Early versions of C++ (those compatible with AT&T cfront up to release 2.0) did not distinguish between prefix and postfix applications of overloaded ++ and -- --. That is, for a class like rational you could write a single function operator++ (either as a member or non-member) and invoke that function as either ++r or r++. There was no way to get ++r and r++ to behave differently as they do for primitive types.

Newer C++ compilers let you overload the prefix and postfix operators separately. You declare the prefix operator++ much as you do any other unary operator using a member function declared as

rational rational::operator++();
or a non-member function declared as

rational operator++(rational);
You declare the postfix operator++ with an additional argument of type int, as a member function

rational rational::operator++(int);
or as a non-member function

rational operator++(rational, int);
For a rational r, the expression ++r compiles as the call

r.operator++()
and the expression r++ compiles as

r.operator++(0)
You can use an explicit function call to the postfix operator to pass a non-zero value as the int argument, but I haven't yet seen a reason to do this. In practice, the int argument is a dummy argument that distinguishes the postfix from the prefix operator.
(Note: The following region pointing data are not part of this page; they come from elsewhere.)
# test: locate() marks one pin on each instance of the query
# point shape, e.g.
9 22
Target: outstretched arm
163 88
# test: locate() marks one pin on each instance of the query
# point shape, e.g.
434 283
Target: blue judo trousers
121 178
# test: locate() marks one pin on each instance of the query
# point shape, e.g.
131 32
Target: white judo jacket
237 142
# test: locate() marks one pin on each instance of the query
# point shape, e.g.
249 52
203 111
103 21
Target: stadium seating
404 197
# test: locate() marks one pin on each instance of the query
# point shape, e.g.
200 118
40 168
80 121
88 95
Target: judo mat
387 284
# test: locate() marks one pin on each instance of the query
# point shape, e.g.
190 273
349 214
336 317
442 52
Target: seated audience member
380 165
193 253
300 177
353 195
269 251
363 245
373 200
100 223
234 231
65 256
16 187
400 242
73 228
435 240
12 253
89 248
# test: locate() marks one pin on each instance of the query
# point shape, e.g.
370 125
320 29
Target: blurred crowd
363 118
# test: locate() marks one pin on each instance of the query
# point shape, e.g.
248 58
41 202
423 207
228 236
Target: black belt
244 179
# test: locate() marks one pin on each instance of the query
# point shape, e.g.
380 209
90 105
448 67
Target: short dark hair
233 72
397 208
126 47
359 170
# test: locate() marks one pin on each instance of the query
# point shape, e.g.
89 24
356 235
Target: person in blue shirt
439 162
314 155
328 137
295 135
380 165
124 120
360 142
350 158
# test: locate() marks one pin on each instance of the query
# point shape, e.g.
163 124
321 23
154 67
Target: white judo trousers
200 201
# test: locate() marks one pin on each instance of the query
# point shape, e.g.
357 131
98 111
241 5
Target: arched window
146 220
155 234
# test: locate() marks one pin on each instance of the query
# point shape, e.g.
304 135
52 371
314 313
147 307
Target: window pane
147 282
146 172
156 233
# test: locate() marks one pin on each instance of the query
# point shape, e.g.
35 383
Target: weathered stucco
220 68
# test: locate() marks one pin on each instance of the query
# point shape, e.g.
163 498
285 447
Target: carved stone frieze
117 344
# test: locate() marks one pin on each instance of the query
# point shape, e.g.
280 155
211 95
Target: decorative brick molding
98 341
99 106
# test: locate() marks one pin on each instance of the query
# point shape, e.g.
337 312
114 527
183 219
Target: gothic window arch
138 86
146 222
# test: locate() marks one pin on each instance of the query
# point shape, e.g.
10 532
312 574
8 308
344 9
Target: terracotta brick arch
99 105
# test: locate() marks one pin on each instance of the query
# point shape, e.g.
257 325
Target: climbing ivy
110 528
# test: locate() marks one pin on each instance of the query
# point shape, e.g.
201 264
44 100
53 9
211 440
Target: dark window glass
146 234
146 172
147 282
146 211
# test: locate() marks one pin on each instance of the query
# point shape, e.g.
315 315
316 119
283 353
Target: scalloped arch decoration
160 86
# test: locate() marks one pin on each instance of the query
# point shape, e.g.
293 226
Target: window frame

The implementation of the prefix operators are very simple. For predefined types, ++r is defined to be r+=1, and that's exactly what the overloaded prefix rational ++ does. The postfix rational++ must do a little more work to set aside a copy of the prior value of the operand while it increments the operand.

For predefined types, the operand of prefix and postfix ++ and -- -- must be a modifiable lvalue, but the return type is not an lvalue. This means, for example, that ++2 and K++ (where K is a const variable) are invalid. The overloaded rational operators should try to preserve this behavior. Unfortunately, as a member function, operator++ and operator -- -- will accept operands other than modifiable lvalues. For example, the member function accepts a call like ++rational(1, 2). However, you should be able to prevent such expressions by defining operator++ as the non-member function

inline
rational operator++(rational &r)
   {
   return r += 1;
   }
That is, the rational argument is passed as a non-const reference. Since a rational & argument can only be bound to a modifiable rational object (an lvalue), this function definition should not accept a call like ++rational(1, 2). Therefore, I recommend overloading ++ and -- -- this way.

I say that this should be able to prevent non-modifiable lvalue operands because that is my understanding of the rules for references defined by the Annotated C++ Reference Manual (the ARM)[2], and by the C++ draft standard. However, as I explained in an earlier column on references (see "Reference Types", CUJ, September 1991) some current compilers still bind non-const references to a constant expression by binding the reference to a temporary initialized by the value of the expression. Since I haven't had the opportunity to use a compiler that agrees with my interpretation, there's room for some debate about my recommendation.

References

[1] Zeidler, Steve, "Doing Fractions in C++", The C Users Journal, Vol. 9, No. 11, Nov. 1991.

[2] Ellis, Margaret A. and Bjarne Stroustrup, The Annotated C++ Reference Manual. Addison-Wesley, Reading, MA, 1990.

[3] Stroustrup, Bjarne, The C++ Programming Language, 2nd. ed. Addison-Wesley, Reading, MA, 1991.